Creating a new drug can take anywhere from 8 years to 20 years for a pharmaceutical company. To put that in perspective, on the early end of that timeline, the iPad was introduced 8 years ago in 2010. And on the far side of that timeline, Google didn't exist 20 years ago -- it was founded in September 1998. Technology is moving along much faster than new drug development for pharmaceutical companies.
GlaxoSmithKline (GSK) would like to make that new drug discovery and development timeline a lot shorter. The London-based company is among the largest pharmaceutical companies in the world. Mark Ramsey joined GSK in 2015 as the pharmaceutical giant's first chief data officer (CDO), reporting to the president of research and development and focused on creating a team and establishing a platform to support data and analytics for the company. Ultimately, the goal is to speed up the drug development process to 2 years.

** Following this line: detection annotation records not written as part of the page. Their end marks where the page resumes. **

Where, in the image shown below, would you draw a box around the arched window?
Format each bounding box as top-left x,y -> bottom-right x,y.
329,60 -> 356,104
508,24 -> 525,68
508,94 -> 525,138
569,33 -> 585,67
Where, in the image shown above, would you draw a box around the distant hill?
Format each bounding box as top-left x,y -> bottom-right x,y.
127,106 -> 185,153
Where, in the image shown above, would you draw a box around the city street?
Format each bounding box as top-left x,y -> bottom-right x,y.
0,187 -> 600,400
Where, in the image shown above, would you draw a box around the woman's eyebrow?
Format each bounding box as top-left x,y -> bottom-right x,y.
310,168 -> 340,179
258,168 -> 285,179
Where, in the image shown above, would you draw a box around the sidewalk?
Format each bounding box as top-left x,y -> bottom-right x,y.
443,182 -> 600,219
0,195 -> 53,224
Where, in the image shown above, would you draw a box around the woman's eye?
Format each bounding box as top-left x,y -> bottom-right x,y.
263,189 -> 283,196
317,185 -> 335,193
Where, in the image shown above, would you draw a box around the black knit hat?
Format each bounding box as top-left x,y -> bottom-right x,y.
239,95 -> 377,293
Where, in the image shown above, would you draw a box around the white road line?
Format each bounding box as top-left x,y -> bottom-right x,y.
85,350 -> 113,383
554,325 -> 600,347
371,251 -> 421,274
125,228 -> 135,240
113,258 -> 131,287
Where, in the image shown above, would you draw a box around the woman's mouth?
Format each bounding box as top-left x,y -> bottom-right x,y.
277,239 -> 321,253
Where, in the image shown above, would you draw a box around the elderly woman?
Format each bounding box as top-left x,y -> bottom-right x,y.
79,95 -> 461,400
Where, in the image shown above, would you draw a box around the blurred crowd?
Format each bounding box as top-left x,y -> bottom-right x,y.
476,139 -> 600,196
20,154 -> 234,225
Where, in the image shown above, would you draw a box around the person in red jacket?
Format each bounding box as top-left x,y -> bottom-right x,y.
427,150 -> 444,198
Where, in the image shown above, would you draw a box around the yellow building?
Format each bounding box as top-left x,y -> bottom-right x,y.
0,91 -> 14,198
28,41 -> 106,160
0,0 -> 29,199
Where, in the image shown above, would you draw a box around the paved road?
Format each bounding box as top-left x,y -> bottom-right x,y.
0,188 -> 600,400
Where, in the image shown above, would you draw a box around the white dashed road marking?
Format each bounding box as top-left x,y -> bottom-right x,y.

So where do you begin to address the data and analytics challenges presented by a centuries old company and leapfrog ahead to a place where efficiency can accelerate drug development?
"What we didn't want to do was to build a single use case," Ramsey told InformationWeek in an interview. Ramsey said that he's seen organizations have trouble expanding the initial solution when they start too small, even though many analysts recommend starting small when implementing an initial analytics project.
Instead, Ramsey began with performing an inventory across R&D and the portfolio of use cases to get a sense of everything that his program would touch. The approach was an important first step in building the program that would break down the data-flow barriers among the companies many siloed operations. For instance, the clinical trial area is a silo. Experiments by scientists are a silo. Lessons from other organizations are a silo. The inventory project became the foundation for designing an architecture and approach for the entire organization.
"There's a lot of discussion around machine learning, artificial intelligence, and deep learning," Ramsey said. "But you need the data in order to be able to feed those technologies."
Ramsey's group focused on bringing that siloed data together. "We are now delivering collections of data and collections of use cases," he said.
Ramsey's data and analytics stack includes multiple technologies, with the foundation based on Cloudera's Hadoop.
"That's our primary data and information platform -- the source where we store our curated data and our analytics processes." The stack also includes Kafka and Spark. Other technologies include StreamSets for data ingestion (which has been completely automated with bots), Tamr for machine learning data curation, Trifacta for data wrangling, and AtScale for virtualization across environments. AtScale lets users leverage familiar BI tools for insights from the Hadoop environment. GSK also uses Zoomdata for data visualization, Docker for some of its containerization, Kinetica for GPU-based analytics, and Waterline Data for storage and search. The total solution amounts to more than 5 petabytes of data, all on-premises.
"It's still a way too complex environment," he told me. "We are really working with each of those organizations so that meta data and interoperability come together." The goal, of course, is to "really bring them together as a well-integrated ecosystem."
Users across the enterprise are consuming all this different data in different ways. Ramsey said that a large number of people access the data through guided analytics in the form of a structured query or dashboard.
GSK also has about 500 to 600 "bench chemists" who have been using an Excel plugin for many years to get data about experiments.
Another 20% of the organization uses Python, R, or other analytics tools to leverage a computational notebook. They are focused less on visualization and more on developing routines that run against the data. Another 10% of staff are using the platform for machine learning and deep learning -- running simulations and algorithms.
"One of the big challenges is that even though Hadoop and related technologies have been in the market for a while, bringing them all together is more difficult than what I think it could be," Ramsey said. "I think that's one of the reasons we don't see a lot of production-level Hadoop on a larger scale. It's more difficult to make it happen than it should be, and that is putting a constraint on the industry."
GSK hasn't achieved 2-year drug development yet, but the data and analytics platform environment created by Ramsey and his team has brought the company closer to realizing that goal.